Dom wśród świerków nad jeziorem - tak spełniają się marzenia

2023-10-13 11:15

Mam marzenia, więc je realizuję – mówi Małgorzata, która na dużej, leśnej działce między dwoma jeziorami, buduje dom według projektu gotowego Muratora.

Spis treści

  1. Dom we wsi Karlewo
  2. Świerki nad jeziorem
  3. Dom jak marzenie
  4. Dom w budowie
  5. Klimatyczne wnętrze
  6. Stare meble, nieoczywiste rozwiązania i niesztampowe dekoracje
  7. Dom dla siebie, dzieci i ukochanych zwierząt
  8. Dom wśród świerków nad jeziorem - galeria zdjęć

Dom we wsi Karlewo

Na skraju Mazowsza, do którego przyrodniczo i krajobrazowo zaglądają już bezkresne puste przestrzenie kujawsko-pomorskiego i jeziora warmińsko-mazurskiego, leży Karlewo. To niewielka licząca około 200 mieszkańców wieś, z domami rozrzuconymi między iglastymi drzewami, na skraju lasu.
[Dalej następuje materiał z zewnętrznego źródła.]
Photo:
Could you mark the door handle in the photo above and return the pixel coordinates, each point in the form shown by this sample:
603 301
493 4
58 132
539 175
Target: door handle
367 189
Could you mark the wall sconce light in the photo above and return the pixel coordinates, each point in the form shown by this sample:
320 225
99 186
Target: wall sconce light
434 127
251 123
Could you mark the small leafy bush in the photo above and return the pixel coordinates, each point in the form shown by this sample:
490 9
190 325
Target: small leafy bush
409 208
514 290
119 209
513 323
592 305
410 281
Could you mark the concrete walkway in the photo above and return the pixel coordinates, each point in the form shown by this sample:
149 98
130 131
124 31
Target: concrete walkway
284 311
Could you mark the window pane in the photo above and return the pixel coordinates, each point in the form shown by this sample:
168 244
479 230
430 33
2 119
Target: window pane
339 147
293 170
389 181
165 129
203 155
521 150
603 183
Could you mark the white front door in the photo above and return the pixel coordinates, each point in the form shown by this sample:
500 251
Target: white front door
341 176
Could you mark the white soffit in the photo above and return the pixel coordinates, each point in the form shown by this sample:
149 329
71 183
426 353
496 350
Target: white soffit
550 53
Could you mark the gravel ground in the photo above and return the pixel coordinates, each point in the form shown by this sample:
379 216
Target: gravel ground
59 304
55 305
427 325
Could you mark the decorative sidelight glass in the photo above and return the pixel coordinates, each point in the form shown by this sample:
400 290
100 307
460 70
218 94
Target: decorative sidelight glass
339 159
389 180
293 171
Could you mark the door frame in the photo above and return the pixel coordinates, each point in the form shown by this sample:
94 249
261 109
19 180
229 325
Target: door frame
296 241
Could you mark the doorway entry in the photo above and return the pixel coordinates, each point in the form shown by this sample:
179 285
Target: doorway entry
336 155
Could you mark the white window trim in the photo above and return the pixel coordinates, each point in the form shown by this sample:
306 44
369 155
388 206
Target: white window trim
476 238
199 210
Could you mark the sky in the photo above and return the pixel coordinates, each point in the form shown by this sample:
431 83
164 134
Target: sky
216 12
Stąd do wielkich miast, Warszawy, Olsztyna i Bydgoszczy, jest prawie tyle samo kilometrów, ale trzeba się o tym przekonać, patrząc na mapę, bo otoczenie i krajobraz mówią co innego.

Do domu budowanego przez naszą bohaterkę wiedzie wąska, piaszczysta droga. Cicho tu, spokojnie i aromatycznie – w gorące, sierpniowe południe powietrze pachnie sosnowym igliwiem. Na podwórkach kilku mijanych domów – bezruch. Nie widać ludzi ani zwierząt. Ciągnąca się za samochodem smuga pyłu opada powolutku. Przed nami, na 66-arowej działce, stoi niewielki dom z elewacją zaciągniętą cementowym tynkiem. Na jej tle wyraźnie wybijają się okna i drzwi wejściowe w ciepłym, miodowym kolorze oraz oczekująca nas właścicielka w kolorowej sukience.

Świerki nad jeziorem

Małgorzata Zielińska – inwestorka – patrząc na gęsty zagajnik tuż za frontowym ogrodzeniem posesji, mówi z żalem, że obecność sosen trochę się nie zgadza z zaplanowaną przez nią spójnością domu i otoczenia. Zaznacza jednak: – Iglaki to iglaki. Piękniej by było, gdyby rosły świerki. Przez okna domu „Świerki nad jeziorem” widziałabym świerki. Trudno, tak musi być, bo przecież przez ten zagajnik nie widzę także jeziora! – śmieje się.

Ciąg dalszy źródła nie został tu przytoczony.